Some Sections Just Suck
Course designers are evil swine. Alternately, some parts of some venues have built-in problems that the designers have to work around. In those sections, you can’t do better; you can only do worse. So put the car on the edge of adhesion that gets you where you need to enter the next section and relax. Check your email. Have a sandwich. Call your mother. Whatever it is that keeps you from overcooking it, do that.
Some Straight Lines Aren’t Actually Straight
Depending on your car and its grip, there may be some sections that have a line of cones to navigate, but no significant changes of direction. Lots of these cones don’t matter. With smoothness and the fortitude of your reproductive organs, some of those sections can be traversed with your right foot flat on the floor.
Some Corners Aren’t Actually Corners at All
Some sections may appear to have a bunch of gates that you need to deal with. Do you really? Maybe not. Some sections may just be well-disguised sweepers. Much like those sections that suck, set the car up on the edge of adhesion so you end up where you need to be for the next section.
There Aren’t Enough O’s in “Smooth”
Each of your tires has a finite amount of grip. It can be used to speed up, slow down, or turn. You’ll start sliding when the available grip in any direction is exceeded. The smoother you can be at each transition, the more grip you’ll have to work with.

Photo: Jon vanWoerden
Take a Ride
Unless instructors are running for points, most will happily give you a ride, talk about the course, and explain what they are doing and why. Take advantage of it, especially if their car is similar to your own.
Give a Ride
If your car is doing funky stuff and you can’t figure it out, let the instructor drive it.

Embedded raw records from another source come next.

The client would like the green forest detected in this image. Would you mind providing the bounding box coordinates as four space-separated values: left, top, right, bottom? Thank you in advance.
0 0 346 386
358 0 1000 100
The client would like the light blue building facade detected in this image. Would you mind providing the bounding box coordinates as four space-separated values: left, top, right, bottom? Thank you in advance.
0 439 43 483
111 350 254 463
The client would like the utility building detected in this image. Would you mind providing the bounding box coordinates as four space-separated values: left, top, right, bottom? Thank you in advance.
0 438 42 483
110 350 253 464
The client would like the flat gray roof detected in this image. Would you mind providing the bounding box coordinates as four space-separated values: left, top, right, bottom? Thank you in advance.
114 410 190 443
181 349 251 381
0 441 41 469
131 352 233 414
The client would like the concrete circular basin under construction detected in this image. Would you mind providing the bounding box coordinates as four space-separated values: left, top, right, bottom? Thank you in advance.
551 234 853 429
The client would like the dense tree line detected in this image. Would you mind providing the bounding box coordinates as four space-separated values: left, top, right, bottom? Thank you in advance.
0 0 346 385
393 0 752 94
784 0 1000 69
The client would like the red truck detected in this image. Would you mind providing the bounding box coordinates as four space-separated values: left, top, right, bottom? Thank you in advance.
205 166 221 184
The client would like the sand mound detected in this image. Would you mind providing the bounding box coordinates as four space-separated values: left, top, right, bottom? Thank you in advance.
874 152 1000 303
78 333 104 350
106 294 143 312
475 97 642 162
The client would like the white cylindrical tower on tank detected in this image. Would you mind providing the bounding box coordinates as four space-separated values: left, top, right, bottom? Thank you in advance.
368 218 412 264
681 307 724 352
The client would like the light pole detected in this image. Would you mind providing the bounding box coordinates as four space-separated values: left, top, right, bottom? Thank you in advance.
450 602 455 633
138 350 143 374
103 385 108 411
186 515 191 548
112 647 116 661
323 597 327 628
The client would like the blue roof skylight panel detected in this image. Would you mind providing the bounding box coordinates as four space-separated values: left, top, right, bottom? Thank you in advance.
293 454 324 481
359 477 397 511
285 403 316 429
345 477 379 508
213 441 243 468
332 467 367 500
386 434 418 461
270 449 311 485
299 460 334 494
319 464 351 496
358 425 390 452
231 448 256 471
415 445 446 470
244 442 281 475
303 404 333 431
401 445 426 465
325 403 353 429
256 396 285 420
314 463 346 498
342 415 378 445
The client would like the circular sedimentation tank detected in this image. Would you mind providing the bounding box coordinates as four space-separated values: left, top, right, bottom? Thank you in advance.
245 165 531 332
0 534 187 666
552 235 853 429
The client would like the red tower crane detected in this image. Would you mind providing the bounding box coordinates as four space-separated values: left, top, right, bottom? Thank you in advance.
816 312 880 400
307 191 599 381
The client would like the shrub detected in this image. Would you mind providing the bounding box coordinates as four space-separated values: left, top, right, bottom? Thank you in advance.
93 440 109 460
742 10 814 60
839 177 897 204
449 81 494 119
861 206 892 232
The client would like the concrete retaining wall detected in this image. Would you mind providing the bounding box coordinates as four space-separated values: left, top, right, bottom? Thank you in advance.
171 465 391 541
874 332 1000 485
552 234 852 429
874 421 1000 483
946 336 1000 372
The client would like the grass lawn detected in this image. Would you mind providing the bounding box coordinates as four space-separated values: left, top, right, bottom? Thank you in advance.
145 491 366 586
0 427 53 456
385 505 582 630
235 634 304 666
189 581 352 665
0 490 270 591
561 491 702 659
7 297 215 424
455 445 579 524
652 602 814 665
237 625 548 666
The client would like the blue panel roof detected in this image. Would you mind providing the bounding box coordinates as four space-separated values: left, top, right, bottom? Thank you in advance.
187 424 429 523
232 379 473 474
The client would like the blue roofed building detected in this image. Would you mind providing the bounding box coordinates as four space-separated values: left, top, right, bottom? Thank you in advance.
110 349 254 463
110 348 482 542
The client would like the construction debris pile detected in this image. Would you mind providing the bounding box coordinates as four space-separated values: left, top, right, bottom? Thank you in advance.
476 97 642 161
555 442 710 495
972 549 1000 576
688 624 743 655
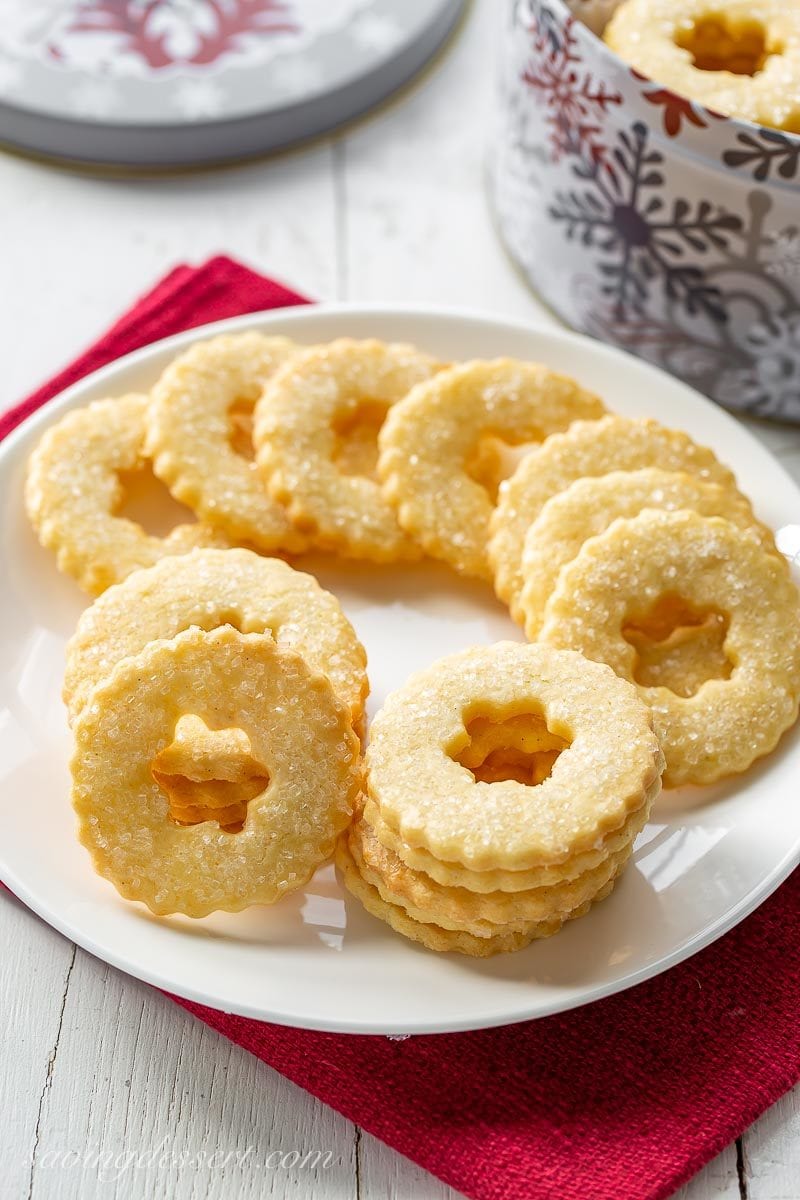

Speed and Distance Don’t Matter
Time does. So, fiddle with what isn’t being measured to prioritize what is: your time. Sometimes you’ll need to go a little farther to keep your speed up. Other times, you’ll need to give up some speed to take the shorter distance.
You Are Not Michelle Yeoh, Jamie Lee Curtis, or Ke Huy Kwan
As a result, you can’t do everything, everywhere, all at once. So, pick one thing, one skill, or one section and work on it until you’re better, then move on.
Get a Balaclava
You know, a fireproof head sock. The chances you need fire protection at an autocross are about zero, but that’s not why a lot of instructors wear them. Allow me to be uncharacteristically polite: your helmet will otherwise end up smelling like an Alabama outhouse in August. You can wash the balaclava. The helmet? Not so much.
You will be a better, safer driver when you’re done, but that’s not the real reason to go (even if that’s what you tell your family). You’re really going to go to hang with like-minded loonies. Some of them will even like kombucha.